Lesson 2: Managing chronic health issues in high utilizers solely from the hospital posed challenges. Resources like inpatient consults, follow-up appointments, and specialist referrals were frequently offered but declined, and adherence to medical recommendations was often poor, thus showing that the offer of “more” resources was not always impactful. Additionally, it was not clear if patients simply sought their care elsewhere and thus had less impact on their overall burden of hospitalization.

Lesson 3: Provider prescribing behavior can be difficult to change. Adjusting the unconditional prescription of controlled substances, especially opioids, was needed to break the pattern of recurrent hospital admission. However, some providers were hesitant to withhold certain medications, particularly opioids, citing lack of time to discuss risks and benefits and fear of patient dissatisfaction or legal consequences.

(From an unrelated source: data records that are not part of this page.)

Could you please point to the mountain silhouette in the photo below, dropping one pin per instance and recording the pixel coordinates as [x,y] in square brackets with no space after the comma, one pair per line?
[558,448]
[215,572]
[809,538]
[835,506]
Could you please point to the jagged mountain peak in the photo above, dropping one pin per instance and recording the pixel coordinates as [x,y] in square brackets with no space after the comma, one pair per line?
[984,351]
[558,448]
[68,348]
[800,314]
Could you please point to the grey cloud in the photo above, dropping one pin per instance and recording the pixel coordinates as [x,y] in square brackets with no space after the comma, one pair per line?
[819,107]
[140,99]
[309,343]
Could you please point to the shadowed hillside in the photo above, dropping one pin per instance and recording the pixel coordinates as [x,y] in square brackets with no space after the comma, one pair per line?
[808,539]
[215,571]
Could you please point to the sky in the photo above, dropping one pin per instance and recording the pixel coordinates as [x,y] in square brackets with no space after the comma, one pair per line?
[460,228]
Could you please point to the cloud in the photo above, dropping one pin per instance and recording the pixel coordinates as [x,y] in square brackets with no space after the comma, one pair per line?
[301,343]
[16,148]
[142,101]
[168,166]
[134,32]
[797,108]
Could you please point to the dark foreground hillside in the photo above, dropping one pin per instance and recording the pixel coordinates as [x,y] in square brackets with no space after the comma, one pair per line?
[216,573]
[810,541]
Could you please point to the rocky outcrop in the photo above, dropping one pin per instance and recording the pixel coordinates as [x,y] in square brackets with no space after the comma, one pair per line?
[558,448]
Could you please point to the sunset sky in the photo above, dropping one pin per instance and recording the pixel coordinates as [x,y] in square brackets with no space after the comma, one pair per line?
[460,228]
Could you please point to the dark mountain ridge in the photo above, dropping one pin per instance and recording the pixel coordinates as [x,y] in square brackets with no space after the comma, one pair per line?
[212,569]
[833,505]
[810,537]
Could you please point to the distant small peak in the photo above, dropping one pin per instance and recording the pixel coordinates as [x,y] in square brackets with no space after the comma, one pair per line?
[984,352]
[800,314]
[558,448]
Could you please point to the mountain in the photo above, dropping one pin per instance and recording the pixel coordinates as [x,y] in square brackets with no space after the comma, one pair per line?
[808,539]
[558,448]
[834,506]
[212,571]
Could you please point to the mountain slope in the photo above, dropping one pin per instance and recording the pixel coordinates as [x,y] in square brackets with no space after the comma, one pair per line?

Lesson 4: Sustainability of projects for high utilizers can be challenging. It’s important to regularly monitor for ICP use, seek feedback from providers who have recently implemented an ICP, and update ICPs as needed when circumstances change. This time-intensive, manual input was done solely by our hospitalist providers, and therefore competed with various other clinical and non-clinical duties. A robust and dedicated team would need to be maintained, with a cadence of review and update for each individual ICP at least yearly. This also limits the number of patients who can have ICPs implemented.

Considering the sustainability of the project, especially in terms of ongoing commitment, resource allocation, and scalability, is vital for the long-term success of similar initiatives. Future research on this topic could focus on more direct measurements of patient quality of life and health impact, or report on cost savings to the hospital. In conclusion, identifying appropriate patients and creating easily accessible ICPs can enable more time outside the hospital for patients, while simultaneously freeing up valuable hospital resources for the community.


Author Contributions

All authors have reviewed the final manuscript prior to submission. All the authors have contributed significantly to the manuscript, per the International Committee of Medical Journal Editors criteria of authorship.

  • Substantial contributions to the conception or design of the work; or the acquisition, analysis, or interpretation of data for the work; AND

  • Drafting the work or revising it critically for important intellectual content; AND

  • Final approval of the version to be published; AND

  • Agreement to be accountable for all aspects of the work in ensuring that questions related to the accuracy or integrity of any part of the work are appropriately investigated and resolved.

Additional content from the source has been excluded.